Thesis Examination Committee
Prof Kai TANG, MAE/HKUST (Chairperson)
Prof Danny TSANG, ECE/HKUST (Thesis Supervisor)
Prof Ying Jun ZHANG, Department of Information Engineering, The Chinese University of Hong Kong (External Examiner)
Prof Ling SHI, ECE/HKUST
Prof Chin-Tau LEA, ECE/HKUST
Prof Ning CAI, IEDA/HKUST
Electric grid is undergoing a profound transition to achieve several targets such as a more efficient transmission of electricity, lower carbon emissions and an improved security. During this transition, there are a lot of challenges to be tackled, including both traditional ones such as the optimal power flow related problems and new ones that consider an increasing integration of renewable energy sources. This dissertation studies various energy related optimization problems in smart grids and develops models and algorithms to improve the efficiency and the flexibility of power systems.
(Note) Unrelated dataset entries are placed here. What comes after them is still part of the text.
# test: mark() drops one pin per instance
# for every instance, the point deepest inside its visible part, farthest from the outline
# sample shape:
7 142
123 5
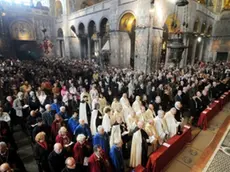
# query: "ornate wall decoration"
22 30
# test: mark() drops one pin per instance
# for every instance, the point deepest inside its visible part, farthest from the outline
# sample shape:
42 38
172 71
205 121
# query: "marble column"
201 50
194 51
89 47
185 53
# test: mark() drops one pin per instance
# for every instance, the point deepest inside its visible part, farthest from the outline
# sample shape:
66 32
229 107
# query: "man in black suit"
57 158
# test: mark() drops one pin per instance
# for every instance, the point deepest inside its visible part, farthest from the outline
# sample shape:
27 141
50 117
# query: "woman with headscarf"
41 152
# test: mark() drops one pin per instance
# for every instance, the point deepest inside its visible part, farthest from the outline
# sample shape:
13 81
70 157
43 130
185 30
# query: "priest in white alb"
171 122
161 127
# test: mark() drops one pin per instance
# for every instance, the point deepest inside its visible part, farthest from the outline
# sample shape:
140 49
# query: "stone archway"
83 41
60 39
92 34
104 31
58 8
128 25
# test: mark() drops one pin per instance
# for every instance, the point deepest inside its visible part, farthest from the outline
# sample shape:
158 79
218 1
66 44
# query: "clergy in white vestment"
96 119
137 104
84 110
93 92
131 89
127 109
149 114
42 99
85 93
139 147
152 133
73 92
106 122
116 105
161 126
171 122
102 102
132 121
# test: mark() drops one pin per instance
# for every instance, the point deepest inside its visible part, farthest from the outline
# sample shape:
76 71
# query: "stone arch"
81 28
58 8
83 41
203 27
60 41
72 28
60 33
104 31
164 43
209 30
196 25
172 23
127 23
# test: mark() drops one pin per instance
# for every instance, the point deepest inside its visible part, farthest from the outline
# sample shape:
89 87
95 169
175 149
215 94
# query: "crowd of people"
80 118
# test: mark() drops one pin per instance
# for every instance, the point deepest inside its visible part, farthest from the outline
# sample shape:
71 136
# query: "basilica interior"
115 49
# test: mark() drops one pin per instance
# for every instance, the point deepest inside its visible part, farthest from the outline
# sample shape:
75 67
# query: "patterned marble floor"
186 159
In the first part of this thesis, we propose a solution framework to deal with one of the fundamental problems in power systems. It has been shown that many computationally difficult problems can be equivalently reformulated into quadratically constrained quadratic programs (QCQPs) in the literature of power systems. Semidefinite programming (SDP) relaxation has been widely used to solve QCQPs. However, how to recover a near optimal rank-one solution from the results obtained in the SDP relaxation is a critical issue. In view of this, we design an algorithm to obtain rank-one solutions for the SDP relaxation of QCQPs in power systems.
In the second part of this thesis, we consider the energy management problem for cooperative microgrids (MGs). The cooperation of multiple MGs by direct energy exchange among neighboring MGs can help alleviate the local mismatch of supply and demand within MGs. Therefore, the coordinated energy management problem of networked MGs has been studied.
In the third and fourth parts of this thesis, we design a market in the transmission network for the load aggregators with multi-dimensional flexibility (MDF), and study how to exploit the MDF of loads to balance the trade-off between generation cost and system risks related to wind curtailment and power deficiency.